Известный рок-музыкант Юрий Наумов уехал из Советского Союза в 1990-м году на пике своей популярности. В 1993-м он был признан лучшим гитаристом Нью-Йорка. New York Magazine пишет о нем, как о «человеке-группе со своим неповторимым стилем игры». Отклонив заманчивые предложения, он предпочитает остаться независимым музыкантом и записывать музыку в своей собственной студии. С 1994 возобновляются гастроли Юрия Наумова по «одной шестой», а затем начинаются выступления и по всему Земному шару. Около десятка CD, фильм на DVD и коцерты, концерты, концерты... Он продолжает жить в Нью-Йорке, где периодически выступает, но все-таки основная его аудитория - в России.

ОТШЕЛЬНИЧЕСТВО НА ЛЮДЯХ


- Юрий Леонидович, вы почти 20 лет живете в Нью-Йорке. Когда в 90-м году вы уезжали из России, вы именно сюда летели?

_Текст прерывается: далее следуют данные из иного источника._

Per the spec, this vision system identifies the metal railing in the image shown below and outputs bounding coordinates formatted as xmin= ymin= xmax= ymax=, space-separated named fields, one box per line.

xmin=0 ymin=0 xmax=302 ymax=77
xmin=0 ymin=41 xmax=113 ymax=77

- О, нам очень повезло. Был человек, который отходил около четырех лет на мои квартирные концерты в Москве, не пропуская практически ни одного. Он уехал за год до нашего попадания сюда, и когда он узнал, что мы прошли интервью и едем в Америку, он оформил нам в Нью-Йорке так называемый «моральный гарант»...

- То есть вам тогда было все равно, куда «линять»? Если бы не Нью-Йорк, был бы другой город?

- Нью-Йорком бы закончилось, но это был бы трудый, кровавый, тернистый, многолетний путь через перекладные. Мне надо было уехать на Запад вообще, точнее - в англо-американскую цивилизацию.

- А почему именно в англо-американскую?

- Рок-н-ролл! Из московско-питерского пространства вывинчивать в какой-нибудь там Исламабад или даже в Лиссабон было бы странно. В общем-то, даже и Париж был бы довольно причудлив. И Берлин был бы полустанком... Просто по стечению обстоятельств судьба меня закинула в лучший город, о котором можно было только мечтать - прямым перелетом.

- В 90-м году вы ведь не предполагали, что когда-либо вернетесь в Россию?

- Нет.

- Прощались навсегда и собирались стать англоязычным рок-музыкантом?

- Прощался навсегда. Я знал то, что я рок-музыкант, что решил посвятить этому жизнь, и поскольку это переосмыслению не подлежит, то я выбираю себе ту нишу, которая мне кажется естественной, потому что в ней сложилась система жизнеобеспечения таких причудливых персонажей, как я. Это те города-оазисы, в которых это искусство на плаву.Если ты хочешь поймать рыбу, ты не станешь забрасывать удочку в дождевую лужу, тебе нужно ехать к реке либо к озеру, где эта рыба водится.

- Допустим, рыбку вы поймали, вы ее завялили, закоптили или пожарили - и отправили все-таки в Россию на продажу. Но вы же сами сказали, что не предполагали в Россию возвращаться...

- Да, не предполагал. Это такое причудливое стечение обстоятельств... это глубокая тема очень, не смешная и не короткая. Выясняется явочным порядком, что моя ориентация сознания и адресация, как художника - в сторону России. Это оказалось глубже, чем я мог предполагать на тот момент, когда принимал решение об отъезде. Это странное открытие. И я не знаю, радостное оно или грустное. На осознание этого ушли многие годы. Сейчас, уже во второй половине жизни находясь, я понимаю, что как художник я адресован к аудитории, располагающейся в России более, чем где-либо на планете. О чем ни жалею ни единой секунды.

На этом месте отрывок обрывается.